Unnamed: 0,place,count
0,Mauricio,42
1,Buenos Aires,12
2,Colombe,5
3,Francia,4
4,Burdeos,4
5,Senegal,4
6,Rio Janeiro,4
7,Gran Hotel,3
8,Europa,2
9,Pouillac,2


## Get NER in Context

In [14]:
from IPython.display import Markdown, display
import re

def get_ner_in_context(keyword, document, desired_ner_labels= False):
    
    if desired_ner_labels != False:
        desired_ner_labels = desired_ner_labels
    else:
        desired_ner_labels = ['PER', 'ORG', 'LOC']  
        
    #Iterate through all the sentences in the document and pull out the text of each sentence
    for sentence in document.sents:
        #process each sentence
        sentence_doc = nlp(sentence.text)
        for named_entity in sentence_doc.ents:
            #Check to see if the keyword is in the sentence (and ignore capitalization by making both lowercase)
            if keyword.lower() in named_entity.text.lower()  and named_entity.label_ in desired_ner_labels:
                #Use the regex library to replace linebreaks and to make the keyword bolded, again ignoring capitalization
                #sentence_text = sentence.text
            
                sentence_text = re.sub('\n', ' ', sentence.text)
                sentence_text = re.sub(f"{named_entity.text}", f"**{named_entity.text}**", sentence_text, flags=re.IGNORECASE)

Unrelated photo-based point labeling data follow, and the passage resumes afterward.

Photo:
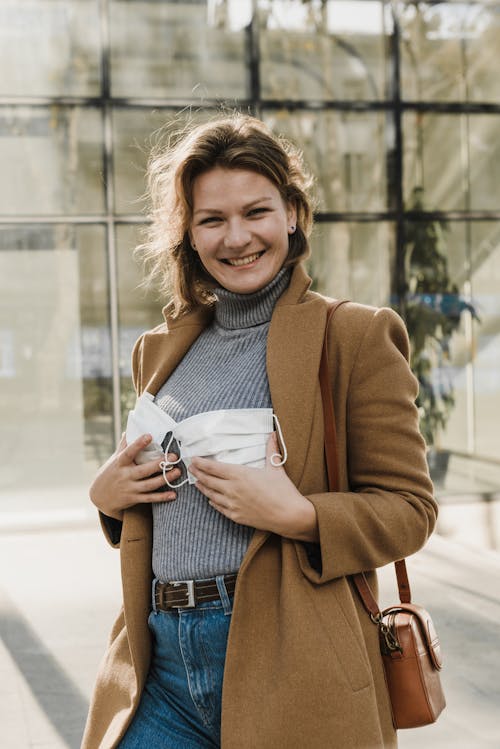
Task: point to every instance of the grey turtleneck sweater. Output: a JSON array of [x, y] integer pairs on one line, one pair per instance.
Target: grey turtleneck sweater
[[224, 368]]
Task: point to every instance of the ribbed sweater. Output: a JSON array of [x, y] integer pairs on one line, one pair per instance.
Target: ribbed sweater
[[224, 368]]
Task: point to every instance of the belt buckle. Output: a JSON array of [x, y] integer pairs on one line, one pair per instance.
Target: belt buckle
[[190, 591]]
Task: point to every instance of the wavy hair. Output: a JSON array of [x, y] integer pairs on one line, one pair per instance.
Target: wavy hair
[[234, 142]]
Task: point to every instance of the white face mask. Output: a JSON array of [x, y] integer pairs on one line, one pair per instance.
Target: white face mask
[[237, 435], [148, 418]]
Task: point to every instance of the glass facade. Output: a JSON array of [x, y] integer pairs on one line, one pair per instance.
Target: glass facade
[[396, 106]]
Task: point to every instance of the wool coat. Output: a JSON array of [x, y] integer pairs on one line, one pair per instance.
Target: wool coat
[[303, 666]]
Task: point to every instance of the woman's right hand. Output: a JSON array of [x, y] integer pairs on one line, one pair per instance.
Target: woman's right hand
[[120, 483]]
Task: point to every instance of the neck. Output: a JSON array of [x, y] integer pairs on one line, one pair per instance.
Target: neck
[[234, 310]]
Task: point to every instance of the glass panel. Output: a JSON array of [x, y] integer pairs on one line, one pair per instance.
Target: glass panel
[[346, 152], [323, 51], [485, 282], [446, 51], [49, 48], [55, 364], [435, 159], [135, 132], [353, 260], [438, 322], [454, 158], [484, 161], [138, 309], [179, 49], [51, 160]]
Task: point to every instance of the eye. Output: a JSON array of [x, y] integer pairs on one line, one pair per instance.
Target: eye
[[210, 220]]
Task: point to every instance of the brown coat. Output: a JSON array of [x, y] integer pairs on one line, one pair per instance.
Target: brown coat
[[303, 667]]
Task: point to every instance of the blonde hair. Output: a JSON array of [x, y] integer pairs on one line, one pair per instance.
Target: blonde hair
[[235, 142]]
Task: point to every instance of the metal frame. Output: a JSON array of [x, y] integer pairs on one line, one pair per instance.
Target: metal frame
[[393, 105]]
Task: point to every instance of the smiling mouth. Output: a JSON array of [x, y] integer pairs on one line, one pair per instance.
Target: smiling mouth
[[236, 262]]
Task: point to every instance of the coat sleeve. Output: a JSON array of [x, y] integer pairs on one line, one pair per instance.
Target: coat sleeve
[[111, 527], [389, 511]]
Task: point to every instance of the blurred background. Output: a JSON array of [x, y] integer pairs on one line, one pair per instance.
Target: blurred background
[[396, 106]]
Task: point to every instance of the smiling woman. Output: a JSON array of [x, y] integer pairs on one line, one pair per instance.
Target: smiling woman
[[242, 560], [240, 228]]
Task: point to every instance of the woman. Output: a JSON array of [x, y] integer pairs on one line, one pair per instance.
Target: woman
[[297, 652]]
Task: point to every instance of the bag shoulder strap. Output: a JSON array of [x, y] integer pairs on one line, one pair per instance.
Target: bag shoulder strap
[[331, 455]]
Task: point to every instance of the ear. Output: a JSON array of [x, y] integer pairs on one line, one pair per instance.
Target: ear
[[191, 240], [291, 215]]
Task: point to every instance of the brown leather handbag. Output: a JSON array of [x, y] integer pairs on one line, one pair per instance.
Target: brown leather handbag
[[409, 644]]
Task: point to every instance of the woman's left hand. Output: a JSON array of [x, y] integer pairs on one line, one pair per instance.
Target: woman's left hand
[[263, 498]]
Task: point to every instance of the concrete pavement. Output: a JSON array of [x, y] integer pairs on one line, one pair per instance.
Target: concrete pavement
[[60, 590]]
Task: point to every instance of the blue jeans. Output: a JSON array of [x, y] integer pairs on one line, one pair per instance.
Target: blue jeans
[[180, 707]]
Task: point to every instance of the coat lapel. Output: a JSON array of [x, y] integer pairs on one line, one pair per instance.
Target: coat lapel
[[293, 355], [294, 348], [164, 348]]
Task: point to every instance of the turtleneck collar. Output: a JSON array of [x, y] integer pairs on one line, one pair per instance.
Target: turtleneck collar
[[235, 311]]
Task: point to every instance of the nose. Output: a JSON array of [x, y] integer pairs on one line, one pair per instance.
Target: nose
[[237, 235]]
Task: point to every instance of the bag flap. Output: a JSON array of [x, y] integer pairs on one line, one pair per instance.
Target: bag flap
[[427, 629]]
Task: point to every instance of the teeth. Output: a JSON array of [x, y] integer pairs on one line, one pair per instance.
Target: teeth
[[244, 260]]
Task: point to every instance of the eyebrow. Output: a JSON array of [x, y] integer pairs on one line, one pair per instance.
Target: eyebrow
[[245, 207]]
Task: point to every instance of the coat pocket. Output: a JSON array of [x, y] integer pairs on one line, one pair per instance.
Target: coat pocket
[[337, 616]]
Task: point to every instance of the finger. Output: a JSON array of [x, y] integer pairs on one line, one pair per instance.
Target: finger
[[216, 499], [214, 483], [158, 481], [128, 455]]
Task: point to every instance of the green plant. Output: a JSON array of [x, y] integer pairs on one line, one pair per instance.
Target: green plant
[[433, 309]]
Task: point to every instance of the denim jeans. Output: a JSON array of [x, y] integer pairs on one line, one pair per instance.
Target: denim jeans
[[180, 707]]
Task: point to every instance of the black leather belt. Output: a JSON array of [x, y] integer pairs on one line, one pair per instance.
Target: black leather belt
[[185, 594]]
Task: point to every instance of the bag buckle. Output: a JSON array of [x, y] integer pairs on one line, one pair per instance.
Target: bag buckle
[[191, 602]]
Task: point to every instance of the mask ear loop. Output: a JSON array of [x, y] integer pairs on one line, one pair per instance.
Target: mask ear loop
[[282, 458], [166, 465]]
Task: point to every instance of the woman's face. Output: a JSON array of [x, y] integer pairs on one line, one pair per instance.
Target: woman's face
[[240, 228]]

                display(Markdown('---'))
                display(Markdown(f"**{named_entity.label_}**"))
                display(Markdown(sentence_text))

In [15]:
for document in chunked_documents:
    get_ner_in_context('Francia', document)

---

**LOC**

Por dicha suya fué el «bello país de **Francia**,» la hospitalaria Paris, el lugar de su destierro.  

---

**LOC**

Sin embargo, Mauricio amaba tambien la **Francia**.  

---

**LOC**

Quizá es de **Francia**.

---

**LOC**

--A **Francia**, amada mia, para pedir al sepulcro los restos que lloras y devolverlos á la tierra de la patria.